Liebe Freunde des vernetzten Denkens!

Unlängst war der Tag der Gurke. Im zeitlichen Umfeld der Huldigung der krummgrünen Feldfrucht fand auch ein vergurkter Transitgipfel in Südtirol statt. Was die beiden Ereignisse miteinander zu tun haben? Gurken werden wie andere Waren rund um den Erdball gekarrt. Das rechtlich hohe Gut des freien Warenverkehrs sichert uns die Freiheit, Gurken, Tomaten oder Radieschen nicht aus dem eigenen Garten, sondern aus Portugal, Bulgarien oder sonst irgendwo herbei zu holen. Statt Kartoffeln essen wir mitunter Pommes frites.

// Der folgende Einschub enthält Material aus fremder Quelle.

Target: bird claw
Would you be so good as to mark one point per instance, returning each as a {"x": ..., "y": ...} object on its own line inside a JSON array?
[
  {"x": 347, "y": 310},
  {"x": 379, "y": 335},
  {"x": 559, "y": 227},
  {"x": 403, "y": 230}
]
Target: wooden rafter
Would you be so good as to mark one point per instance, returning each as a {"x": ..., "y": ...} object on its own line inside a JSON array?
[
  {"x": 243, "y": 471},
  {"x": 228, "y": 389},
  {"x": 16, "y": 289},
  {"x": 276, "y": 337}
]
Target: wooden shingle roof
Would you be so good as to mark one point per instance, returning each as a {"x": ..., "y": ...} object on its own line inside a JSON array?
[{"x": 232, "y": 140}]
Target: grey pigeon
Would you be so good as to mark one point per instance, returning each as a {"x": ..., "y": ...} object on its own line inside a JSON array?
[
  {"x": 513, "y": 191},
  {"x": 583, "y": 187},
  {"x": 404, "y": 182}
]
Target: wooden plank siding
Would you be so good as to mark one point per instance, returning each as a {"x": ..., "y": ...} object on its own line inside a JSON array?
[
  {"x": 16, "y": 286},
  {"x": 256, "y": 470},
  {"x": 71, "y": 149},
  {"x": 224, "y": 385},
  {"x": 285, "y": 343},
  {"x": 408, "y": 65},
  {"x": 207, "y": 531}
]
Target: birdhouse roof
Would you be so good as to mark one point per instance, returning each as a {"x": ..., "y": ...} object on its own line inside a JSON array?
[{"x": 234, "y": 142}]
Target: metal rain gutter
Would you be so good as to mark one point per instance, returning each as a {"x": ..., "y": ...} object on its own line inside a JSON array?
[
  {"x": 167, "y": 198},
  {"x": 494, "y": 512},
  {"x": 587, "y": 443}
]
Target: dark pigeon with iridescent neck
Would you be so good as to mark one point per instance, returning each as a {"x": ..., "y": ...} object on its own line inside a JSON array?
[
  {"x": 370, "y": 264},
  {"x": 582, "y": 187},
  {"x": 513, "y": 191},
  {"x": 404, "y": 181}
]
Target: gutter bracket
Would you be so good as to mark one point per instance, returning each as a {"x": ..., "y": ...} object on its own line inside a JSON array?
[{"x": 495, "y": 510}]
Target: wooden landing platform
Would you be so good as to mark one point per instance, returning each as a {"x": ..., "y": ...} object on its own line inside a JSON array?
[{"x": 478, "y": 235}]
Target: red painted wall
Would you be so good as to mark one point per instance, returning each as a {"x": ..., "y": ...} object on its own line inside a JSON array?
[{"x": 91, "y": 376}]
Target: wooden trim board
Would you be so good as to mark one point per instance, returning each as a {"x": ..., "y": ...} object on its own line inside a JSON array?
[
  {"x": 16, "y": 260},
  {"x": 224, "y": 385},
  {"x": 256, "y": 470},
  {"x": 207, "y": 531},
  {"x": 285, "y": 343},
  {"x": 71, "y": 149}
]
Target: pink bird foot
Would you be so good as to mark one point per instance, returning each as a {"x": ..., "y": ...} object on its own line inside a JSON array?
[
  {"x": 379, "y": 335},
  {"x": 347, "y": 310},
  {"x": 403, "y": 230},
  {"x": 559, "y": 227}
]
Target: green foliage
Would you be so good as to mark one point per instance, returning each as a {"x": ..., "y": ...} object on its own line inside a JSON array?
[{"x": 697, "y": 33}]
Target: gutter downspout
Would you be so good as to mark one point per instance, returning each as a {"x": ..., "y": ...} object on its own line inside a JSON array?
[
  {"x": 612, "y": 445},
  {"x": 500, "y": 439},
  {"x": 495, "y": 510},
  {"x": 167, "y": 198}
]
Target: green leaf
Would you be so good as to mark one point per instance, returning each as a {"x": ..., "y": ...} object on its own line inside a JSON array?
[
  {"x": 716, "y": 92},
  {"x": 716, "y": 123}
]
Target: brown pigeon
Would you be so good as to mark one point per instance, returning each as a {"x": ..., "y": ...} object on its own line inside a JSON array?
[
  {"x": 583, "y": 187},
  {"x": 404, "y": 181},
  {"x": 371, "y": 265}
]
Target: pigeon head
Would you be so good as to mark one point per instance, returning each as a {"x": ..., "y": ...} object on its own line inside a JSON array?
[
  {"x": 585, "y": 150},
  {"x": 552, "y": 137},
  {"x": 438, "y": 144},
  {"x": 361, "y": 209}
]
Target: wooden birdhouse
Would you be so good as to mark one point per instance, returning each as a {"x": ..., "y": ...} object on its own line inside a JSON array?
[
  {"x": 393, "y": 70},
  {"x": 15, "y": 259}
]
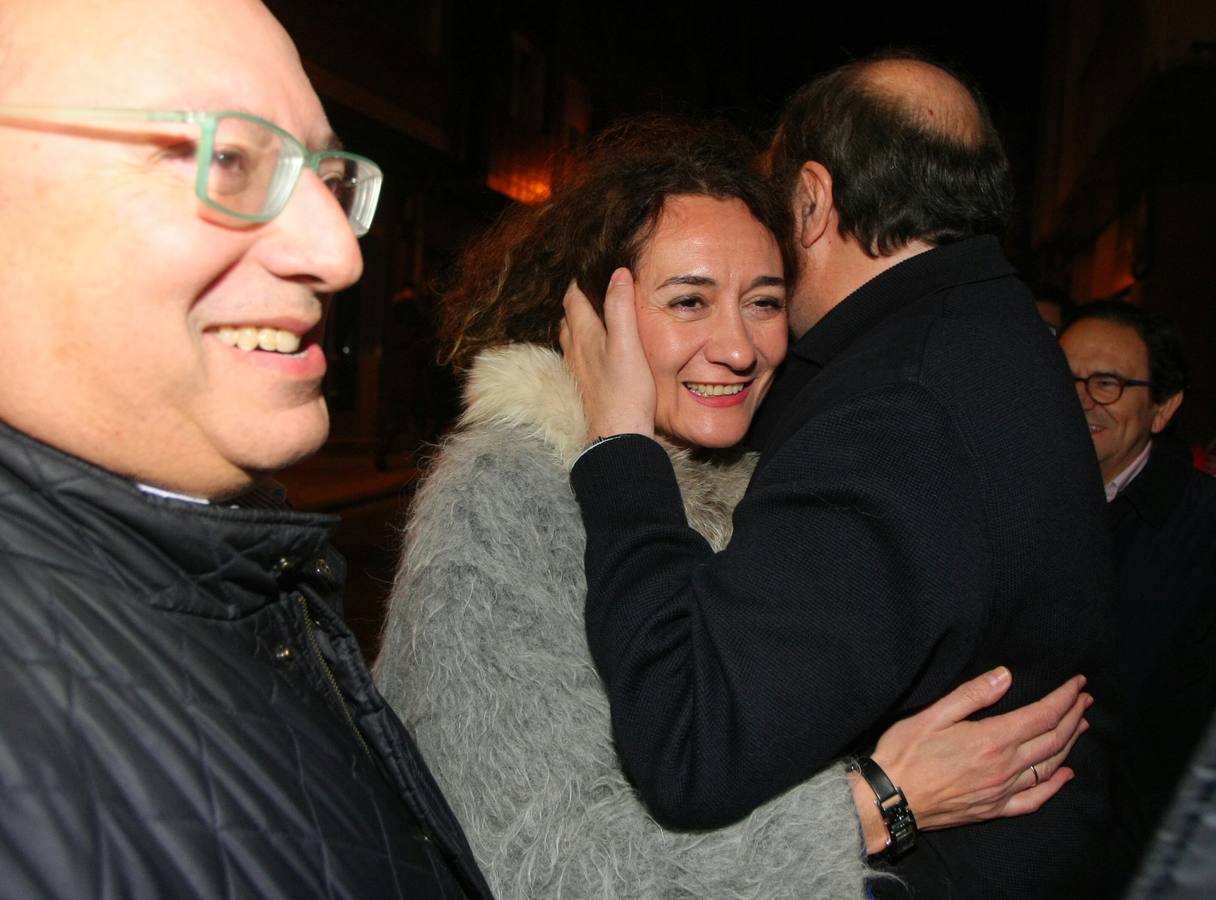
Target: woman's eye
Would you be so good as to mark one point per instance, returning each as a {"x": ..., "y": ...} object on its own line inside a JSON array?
[{"x": 767, "y": 304}]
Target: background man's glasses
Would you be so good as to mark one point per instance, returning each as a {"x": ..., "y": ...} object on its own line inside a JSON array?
[
  {"x": 246, "y": 167},
  {"x": 1104, "y": 388}
]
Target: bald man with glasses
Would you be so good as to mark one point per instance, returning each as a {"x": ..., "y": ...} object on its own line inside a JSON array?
[
  {"x": 1131, "y": 376},
  {"x": 184, "y": 712}
]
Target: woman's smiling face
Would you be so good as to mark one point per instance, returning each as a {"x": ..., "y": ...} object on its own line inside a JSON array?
[{"x": 710, "y": 297}]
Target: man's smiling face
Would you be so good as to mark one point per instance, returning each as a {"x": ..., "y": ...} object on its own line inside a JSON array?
[
  {"x": 1120, "y": 429},
  {"x": 122, "y": 294}
]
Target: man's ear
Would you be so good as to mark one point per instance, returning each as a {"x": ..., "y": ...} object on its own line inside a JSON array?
[
  {"x": 1165, "y": 411},
  {"x": 812, "y": 203}
]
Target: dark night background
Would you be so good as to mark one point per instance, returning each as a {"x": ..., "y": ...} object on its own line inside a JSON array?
[{"x": 1105, "y": 107}]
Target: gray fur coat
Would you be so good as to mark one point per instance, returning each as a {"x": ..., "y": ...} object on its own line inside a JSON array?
[{"x": 484, "y": 656}]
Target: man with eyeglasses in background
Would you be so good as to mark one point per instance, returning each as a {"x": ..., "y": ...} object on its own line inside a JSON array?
[
  {"x": 184, "y": 712},
  {"x": 1131, "y": 375}
]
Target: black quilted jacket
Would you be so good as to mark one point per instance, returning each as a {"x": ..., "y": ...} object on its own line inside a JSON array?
[{"x": 185, "y": 713}]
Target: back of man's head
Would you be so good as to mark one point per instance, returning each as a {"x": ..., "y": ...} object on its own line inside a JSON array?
[{"x": 912, "y": 152}]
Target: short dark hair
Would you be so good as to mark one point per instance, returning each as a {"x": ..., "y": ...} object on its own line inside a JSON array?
[
  {"x": 510, "y": 283},
  {"x": 1166, "y": 361},
  {"x": 894, "y": 178}
]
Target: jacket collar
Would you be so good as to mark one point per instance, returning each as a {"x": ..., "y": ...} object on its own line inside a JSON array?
[
  {"x": 206, "y": 560},
  {"x": 1155, "y": 493},
  {"x": 963, "y": 262}
]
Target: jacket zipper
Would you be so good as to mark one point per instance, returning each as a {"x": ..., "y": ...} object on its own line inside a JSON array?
[{"x": 328, "y": 674}]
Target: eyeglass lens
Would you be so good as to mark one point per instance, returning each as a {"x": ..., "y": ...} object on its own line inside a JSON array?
[
  {"x": 254, "y": 169},
  {"x": 1103, "y": 388}
]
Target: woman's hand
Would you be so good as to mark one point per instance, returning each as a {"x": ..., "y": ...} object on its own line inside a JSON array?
[
  {"x": 607, "y": 360},
  {"x": 955, "y": 771}
]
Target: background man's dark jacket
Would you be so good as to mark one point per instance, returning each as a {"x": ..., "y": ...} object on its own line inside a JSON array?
[
  {"x": 183, "y": 712},
  {"x": 927, "y": 506},
  {"x": 1165, "y": 611}
]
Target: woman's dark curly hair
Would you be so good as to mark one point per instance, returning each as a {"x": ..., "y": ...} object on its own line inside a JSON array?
[{"x": 510, "y": 283}]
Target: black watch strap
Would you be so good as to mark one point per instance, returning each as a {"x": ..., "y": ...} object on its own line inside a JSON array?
[{"x": 891, "y": 804}]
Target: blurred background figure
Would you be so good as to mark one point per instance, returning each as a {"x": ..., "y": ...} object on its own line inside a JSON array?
[
  {"x": 1131, "y": 376},
  {"x": 1054, "y": 305}
]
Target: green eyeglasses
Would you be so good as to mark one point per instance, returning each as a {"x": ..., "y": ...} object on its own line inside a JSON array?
[{"x": 247, "y": 168}]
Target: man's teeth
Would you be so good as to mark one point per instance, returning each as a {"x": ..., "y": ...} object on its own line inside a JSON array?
[
  {"x": 714, "y": 389},
  {"x": 248, "y": 338}
]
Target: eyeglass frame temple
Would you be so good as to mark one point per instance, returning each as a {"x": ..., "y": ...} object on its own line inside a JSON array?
[{"x": 207, "y": 122}]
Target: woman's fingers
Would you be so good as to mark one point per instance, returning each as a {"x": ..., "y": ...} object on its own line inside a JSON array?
[{"x": 608, "y": 361}]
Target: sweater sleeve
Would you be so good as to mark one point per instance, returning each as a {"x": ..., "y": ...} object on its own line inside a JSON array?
[
  {"x": 484, "y": 654},
  {"x": 856, "y": 578}
]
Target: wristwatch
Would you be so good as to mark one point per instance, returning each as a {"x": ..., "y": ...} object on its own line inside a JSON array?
[{"x": 891, "y": 805}]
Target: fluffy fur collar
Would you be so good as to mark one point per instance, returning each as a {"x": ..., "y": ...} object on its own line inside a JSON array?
[{"x": 528, "y": 387}]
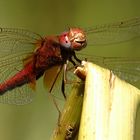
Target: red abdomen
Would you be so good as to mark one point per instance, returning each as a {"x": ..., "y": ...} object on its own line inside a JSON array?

Gesetzt und ausgegraben in Norddeutschland, frittiert in Süditalien und gegessen in aller Welt. Und daher fuhren unlängst Politiker und Beamte mit ihren Autos nach Norditalien, um zu beschließen, dass diese Fahrerei eingedämmt gehöre. Ein paar Wichtige ersparten sich den Diesel und den Benzin und schonten die Umwelt. Nachdem viel heiße Luft gesprochen war, verzichteten einige der Anwesenden auf die Unterschrift. Medial gab es viel Lärm um Nichts. Und je nach Inszenierung verlor trotzdem keiner sein Gesicht. Manche konnten das Nichtergebnis für sich sogar als Erfolg verkaufen. Es hätte anders kommen können. Statt des öffentlich groß aufgezogenen Gipfels hätte es im Stillen diplomatische Verhandlungen geben können. Und erst danach die Präsentation bescheidener Ergebnisse. So bleibt das, was Medien wollen. Streit. Zank. Kritik. Ruinierte Gesprächsbasis. Wir alle wissen längst: Der Verkehr verkehrt verkehrt – und wir sind alle gemeinsam daran schuld. Alle wollen wir hin- und her- und wegfahren. Doch das Drüberfahren mögen wir nicht. Es ist wie in der Medizin. Wir behandeln die Symptome, nicht die Krankheit. Und noch ist kein Licht am Ende des (Brenner-)Tunnels in Sicht. Übrigens: Ich würde Verpackungen von Lebensmitteln und anderen Gütern noch viel intensiver kennzeichnen. Zum Beispiel mit Aufschriften wie: Diese Tomate legte bis hierher 980 Kilometer zurück!